I'm a programmer, so I definitely get that.

Mathematicians are pattern junkies. Most people are satisfied with caffeine-level patterns and puzzles, but we need meth.

Advanced math is one of those things that I've looked into a small amount, have a bunch of books on my e-reader, but I guess I'd say my over-arching personal interest is in people and human systems, so the payback I got when reading about math seemed way too far removed from my usual interests.

So that's what prompted the original question: if I can't commit the time to learning math itself, I'm still curious about what draws mathematicians themselves into the field.

As an aside I was the local math whiz going through school, but my interest waned when I ran into introductory calculus professors with thick accents. The interest never sparked again. If I had unlimited money and time, now, I'd definitely dabble a bit in the field.

It doesn't seem like you got to any of the really interesting parts of math before losing interest. Most people don't, and it's a real shame. It's like spending years learning nothing but grammar and spelling, yet never getting to read a book. Of course you'd get a skewed perspective on how interesting the subject is.

At this point, you don't need to go in any particular order; you can use your outside interests to inform the aspects of math to study - e.g. if you're interested in social networks you can study social network analysis, which involves graph theory, statistics, etc.

I know I'd find it interesting, it's just low on the priority list at this time. Instead I've always gravitated to biology, physiology, and history, now moreso history than any other discipline. I read a lot of interesting stuff and the discoveries I make change how I see the world it seems on an almost month by month basis.

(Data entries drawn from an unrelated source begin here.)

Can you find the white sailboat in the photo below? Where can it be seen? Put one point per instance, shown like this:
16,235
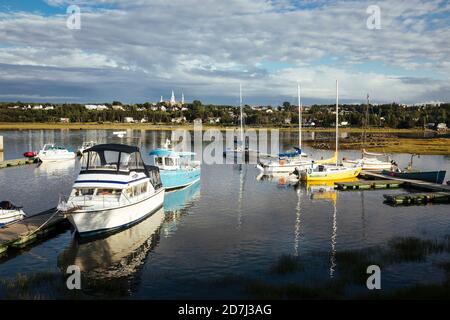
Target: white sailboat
10,213
319,172
240,150
369,161
288,162
51,152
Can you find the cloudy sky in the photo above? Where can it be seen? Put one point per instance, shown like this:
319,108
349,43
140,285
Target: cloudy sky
136,51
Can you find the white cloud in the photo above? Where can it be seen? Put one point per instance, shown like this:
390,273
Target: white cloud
210,46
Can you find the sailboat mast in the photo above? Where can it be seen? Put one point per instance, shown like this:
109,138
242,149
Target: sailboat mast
242,116
337,120
299,117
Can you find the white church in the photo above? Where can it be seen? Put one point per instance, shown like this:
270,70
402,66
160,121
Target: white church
173,101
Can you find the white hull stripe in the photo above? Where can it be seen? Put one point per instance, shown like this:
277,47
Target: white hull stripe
109,181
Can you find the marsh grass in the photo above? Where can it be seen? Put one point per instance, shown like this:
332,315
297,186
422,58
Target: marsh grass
261,290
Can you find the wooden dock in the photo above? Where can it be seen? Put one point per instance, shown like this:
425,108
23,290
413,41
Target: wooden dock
369,184
16,162
417,198
31,229
416,184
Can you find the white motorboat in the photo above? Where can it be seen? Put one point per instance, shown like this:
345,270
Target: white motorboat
114,190
51,152
86,145
369,161
10,213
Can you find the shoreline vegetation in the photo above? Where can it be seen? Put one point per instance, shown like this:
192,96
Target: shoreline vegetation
381,139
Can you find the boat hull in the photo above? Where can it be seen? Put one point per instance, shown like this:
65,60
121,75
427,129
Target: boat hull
9,216
338,175
175,179
89,223
429,176
368,165
45,157
281,168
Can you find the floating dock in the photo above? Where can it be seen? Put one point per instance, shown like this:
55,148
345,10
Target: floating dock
415,184
31,229
417,198
16,162
369,184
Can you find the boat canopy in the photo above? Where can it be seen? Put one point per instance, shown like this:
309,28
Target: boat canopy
293,154
170,153
113,157
163,153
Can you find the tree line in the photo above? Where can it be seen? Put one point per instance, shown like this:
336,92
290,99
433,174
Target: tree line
390,115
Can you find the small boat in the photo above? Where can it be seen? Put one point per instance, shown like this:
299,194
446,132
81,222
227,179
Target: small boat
335,172
30,154
429,176
10,213
51,152
177,169
320,172
120,134
369,161
113,190
85,145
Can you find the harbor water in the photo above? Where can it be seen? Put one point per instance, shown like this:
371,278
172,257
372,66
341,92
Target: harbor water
234,234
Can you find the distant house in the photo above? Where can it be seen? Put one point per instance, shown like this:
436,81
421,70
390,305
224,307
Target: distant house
214,120
118,108
96,107
178,120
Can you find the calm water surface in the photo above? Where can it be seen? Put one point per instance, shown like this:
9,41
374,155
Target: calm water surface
213,237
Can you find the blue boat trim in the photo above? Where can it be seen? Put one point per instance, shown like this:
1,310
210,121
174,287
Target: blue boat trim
109,181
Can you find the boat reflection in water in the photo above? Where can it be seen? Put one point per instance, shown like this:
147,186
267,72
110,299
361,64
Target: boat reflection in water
175,205
116,257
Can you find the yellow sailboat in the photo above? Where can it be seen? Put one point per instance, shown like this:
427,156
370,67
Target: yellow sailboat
320,171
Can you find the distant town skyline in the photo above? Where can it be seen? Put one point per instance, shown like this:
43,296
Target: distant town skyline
134,52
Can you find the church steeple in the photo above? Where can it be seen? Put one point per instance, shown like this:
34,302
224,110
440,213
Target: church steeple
172,98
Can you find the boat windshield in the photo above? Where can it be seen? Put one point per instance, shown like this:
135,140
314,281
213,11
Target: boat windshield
110,160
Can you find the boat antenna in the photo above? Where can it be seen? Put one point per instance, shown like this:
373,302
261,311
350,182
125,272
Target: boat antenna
299,117
242,115
337,120
366,121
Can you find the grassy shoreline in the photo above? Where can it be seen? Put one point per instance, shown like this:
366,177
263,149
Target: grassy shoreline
165,127
430,146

Now that I think of it, math probably underlies a lot of the discoveries, but it's usually the discovery and not the process that led to the discovery that I'm interested in.

The statistical analysis surrounding aspects of software (data science) piqued my interest in the last year, but pretty quickly I noticed that the field revolved around reducing people to commodifiable, data points, and I threw up in my mouth a little and decided to work for a hospital instead.

I still like statistics a lot, though, and have already dabbled a bit in it in the bio realm in my undergrad. Might be something I take another look at again some time down the road.

 

[lpetrich]

What are real, pseudoreal, and complex representations? What's a representation, anyway?

A group {a} has a representation {D(a)} of matrices D that realize the group: D(a).D(b) = D(a.b).

There is a trivial one, the identity representation D(a) = I.

There is one that always exists, or at least is well-defined for finite groups, the "regular representation":
D(b)_ac = 1 if c = a.b and 0 otherwise

A representation or "rep" is said to be irreducible if a matrix X that satisfies
X.D(a) = D(a).X

for all X is proportional to the identity matrix: X = x*I. Otherwise, it is reducible, and it can be reduced to some irreducible representations or "irreps".

-

Now for what makes reps D and D' equivalent. if they are, then there is some matrix Z such that D'(a) = Z.D(a).Z^-1 for all a.

If an irrep is equivalent to its complex conjugate, then there is some nonsingular Z such that
D^*(a) = Z.D(a).Z^-1
for all a.

Repeating this operation gives
D(a) = Z^*.D^*(a).Z^*-1
D(a).(Z^*.Z) = (Z^*.Z).D(a)

From Irreducibility,
Z^*.Z = z*I = Z.Z^*

Taking determinants,
|det(Z)|² = zⁿ

If z > 0, then the rep is real, even if its matrices are complex-values. If z < 0, then the rep is "pseudoreal" or "quaternionic". If no Z exists, then the rep is complex.

-

I will now prove that every irrep of an abelian group has dimension 1.

Abelian = commutative. For every a and b, a.b = b.a

Translate that into a rep: D(a).D(b) = D(b).D(a)
From the definition of irreducibility, D(b) = d(b)*I for all b
The relation D(a).X = X.D(a) is thus true for all X and all a, and the only way that X can be proportional to the identity matrix is if the rep has dimension 1.

-

Also, if a group has a quotient group, then its irreps include that quotient group's irreps.